For Nike, the HyperAdapt self-tying shoes are the first step toward something larger

At $720, Version 1.0 of Nike’s HyperAdapt self-tying shoes are for sneakerheads. They’re flashy and pricey, and while Nike isn’t revealing exact numbers, it’s clear that they’re an extremely limited edition. But one thing they’re not, according to Tiffany Beers, is a gimmick.

The Nike senior innovator has been working on the project for more than a decade now. The project began life as a sketch and concept from legendary Air Jordan designer Tinker Hatfield 11 or so years back. The underlying technology finally made its debut in the Back to the Future-inspired Mags, which were limited to a mere 89 pairs exclusively available via auction and raffle.

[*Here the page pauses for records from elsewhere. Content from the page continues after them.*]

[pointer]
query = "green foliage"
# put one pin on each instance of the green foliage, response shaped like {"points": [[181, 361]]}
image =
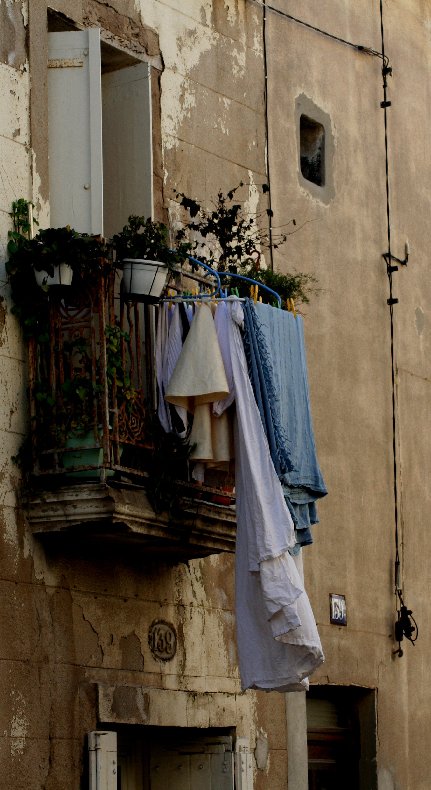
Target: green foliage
{"points": [[230, 240], [146, 239], [116, 372], [50, 247]]}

The HyperAdapt 1.0, which debut tomorrow at Nike’s New York stores, mark a small step toward bringing the tech to a larger audience. “This could absolutely be a mainstream product,” explains Beers. “It doesn’t feel gimmicky after using it. Athletes move and change. And their environment is constantly moving and changing. So optimal fit is important. Why isn’t our shoe changing more with our foot? That speaks to the potential future of where this is going.”

Once you get past the giant box, the most surprising part of the HyperAdapts is how comfortable they are. They’re a bit snug at first. Getting your foot in takes a bit of maneuvering and some tugging at the loop on the heel. Once on, stand up and the heel sensor will trigger the system, going to work with an audible whir, snugly encasing the foot.


That noise is, of course, the sound of mechanical elements doing their job, but it’s also a nice feature. Because, let’s face it, if you’re spending more than $700 on a pair of self-lacing shoes, you probably want anyone within earshot to know. The large blue battery light on the sole and the five tri-color LEDs on the rear also go a ways toward setting the scene.

Each shoe also sports a pair of small blue buttons on the outside for tightening and loosening accordingly. The buttons are actually a bit tricky to get a handle on, as they’re located beneath the fabric and don’t line up with the dots. It’s a small quibble — the mechanism works great. And yeah, there’s a way to reboot the shoes if things go sideways.


The shoes fit well, but they’re, perhaps unsurprisingly, on the heavy side. Beers says Nike tried to counteract the weight of the system located in the midfoot sole by constructing the top out of the company’s proprietary lightweight Flyweave material, but there’s only so much you can do when incorporating a whole mechanical system and a battery designed to last a month on a charge (because how often do really want to recharge a pair of shoes?).

The weight certainly brings into question just how well the HyperAdapt work as running shoes — and whether not having to fiddle with laces justifies the extra bulk for people who move around a lot. “This is a concept car,” says Beers. We’ve tested it in training, running and basketball — mostly in running to get the durability right.”


For the moment, the HyperAdapt are firmly in the realm of the early adopter and the sneaker-obsessed. However, there’s some intriguing potential as the pricing and weight come down in future iterations.

Beers cites, among other cases, wearers who might have difficulty tying their shoes, be they children or elderly or disabled. Of course, that sort of mainstream usage will require that Nike drop a couple of zeros from the price tag. But for those who’ve got the money to spend, the HyperAdapts go live at retail this week.